A worker advocacy group asked the Justice Department to investigate BC Partners Holding Ltd.’s PetSmart LLC and Chewy Inc. over concerns the pet supply retailers’ overlapping directors violate U.S. antitrust law.
In a complaint filed with the Justice Department this week, United for Respect urged a probe into three directors who sit on the boards of both PetSmart and Chewy even though the two companies split years ago.
PetSmart is No. 132 and Chewy is No. 14 in the 2022 Digital Commerce 360 Top 1000 database ranking North American web merchants by sales.
Pet products are big business
PetSmart is the biggest pet retailer with about 1,660 stores in North America and controls about 29% of the market, according to Statista. BC Partners bought PetSmart for $8.7 billion in March 2015 in what was then the largest leveraged buyout in retail.

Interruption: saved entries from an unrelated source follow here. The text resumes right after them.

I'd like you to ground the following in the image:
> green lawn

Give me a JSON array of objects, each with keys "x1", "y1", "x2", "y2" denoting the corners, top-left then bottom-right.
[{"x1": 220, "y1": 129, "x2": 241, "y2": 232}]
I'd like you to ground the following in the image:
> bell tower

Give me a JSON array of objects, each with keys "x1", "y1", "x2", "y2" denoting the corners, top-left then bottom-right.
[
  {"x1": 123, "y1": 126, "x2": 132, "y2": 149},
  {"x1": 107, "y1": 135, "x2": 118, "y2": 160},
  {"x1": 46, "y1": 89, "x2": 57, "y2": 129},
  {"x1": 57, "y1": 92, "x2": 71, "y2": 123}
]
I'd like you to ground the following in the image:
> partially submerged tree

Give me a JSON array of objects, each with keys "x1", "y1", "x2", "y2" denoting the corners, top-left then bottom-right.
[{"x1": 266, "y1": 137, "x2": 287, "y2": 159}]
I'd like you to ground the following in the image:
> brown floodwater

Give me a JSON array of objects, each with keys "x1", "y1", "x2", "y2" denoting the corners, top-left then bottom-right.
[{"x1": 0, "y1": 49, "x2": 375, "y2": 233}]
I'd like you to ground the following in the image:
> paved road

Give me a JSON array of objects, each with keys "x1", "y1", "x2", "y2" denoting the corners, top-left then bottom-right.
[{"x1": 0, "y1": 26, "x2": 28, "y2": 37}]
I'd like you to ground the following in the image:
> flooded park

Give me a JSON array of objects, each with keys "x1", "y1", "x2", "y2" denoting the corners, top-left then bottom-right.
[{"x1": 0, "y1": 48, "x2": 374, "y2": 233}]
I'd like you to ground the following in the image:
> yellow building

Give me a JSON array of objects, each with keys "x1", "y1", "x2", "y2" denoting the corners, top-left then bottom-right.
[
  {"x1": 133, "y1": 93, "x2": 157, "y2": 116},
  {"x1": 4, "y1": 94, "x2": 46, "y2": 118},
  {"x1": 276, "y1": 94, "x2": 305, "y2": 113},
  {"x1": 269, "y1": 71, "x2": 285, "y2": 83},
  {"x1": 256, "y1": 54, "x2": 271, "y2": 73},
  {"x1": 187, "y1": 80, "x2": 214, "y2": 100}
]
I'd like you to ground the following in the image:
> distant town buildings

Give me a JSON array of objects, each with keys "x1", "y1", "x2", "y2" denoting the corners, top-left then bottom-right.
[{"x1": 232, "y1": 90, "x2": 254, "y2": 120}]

Two years later, PetSmart acquired ecommerce pet products company Chewy, which went public in 2019. BC Partners later split PetSmart and Chewy, though it remains among Chewy’s biggest shareholders.
About one-fifth of all household and pet care products in 2020 were sold online, an amount that is expected to grow to about 30% by 2025, according to Statista. The three largest online retailers U.S. consumers use for pet products are Amazon.com Inc., Walmart Inc. and Chewy. Amazon is No. 1 and Walmart is No. 2 in the Digital Commerce 360 Top 1000 database.
Chewy’s ties to PetSmart
Chewy board chair Raymond Svider — the chairman of private equity firm BC Partners — simultaneously serves on the board of PetSmart along with two other Chewy directors, Michael Chang and Fahim Ahmed. Chang and Ahmed are also partners at the UK private equity firm.
BC Partners wholly owns and controls PetSmart, and owns about 80% of Chewy’s common stock representing 98% of the voting control, an attorney for the companies said, pointing to public filings. That makes the two companies affiliates rather than competitors and likely exempts them from the antitrust law’s prohibition on overlapping directors, an attorney for BC Partners and the companies said.
Corporate boards under scrutiny
Nonprofit United for Respect focuses its labor advocacy efforts on companies backed by private equity. The group helped workers at Toys R Us and Art Van Furniture negotiate with private equity owners KKR & Co. and Thomas H. Lee Partners. More recently, it has set its sights on BC Partners and PetSmart, prodding the company’s public investors about worker conditions.
More than a dozen board directors have stepped down since the Justice Department began an initiative last year focused on so-called interlocking directorates. Federal antitrust law forbids individuals or entities from sitting on the board of directors for two companies that directly compete with one another.
The Justice Department’s first foray saw directors associated with private equity firm Thoma Bravo LLC step down from the boards of two public companies. On March 9, the agency said directors associated with Apollo Global Management Inc. resigned from the board of Sun Country Airlines Holdings Inc. after the Justice Department raised concerns about the private equity firm also holding board seats on rival Atlas Air Worldwide Holdings Inc.
Brookfield Asset Management Inc. also agreed to forgo a board seat with insurer American Equity Investment Life Holding Co. after the agency cited a potential antitrust issue since Brookfield also owns American National Insurance Service Co.
At a conference in Brussels last week, Assistant Attorney General Jonathan Kanter said the Justice Department has 17 active investigations into illegal board overlaps.
Brookfield Asset Management didn’t respond to a request for comment. Apollo declined comment on the Sun Country board resignations.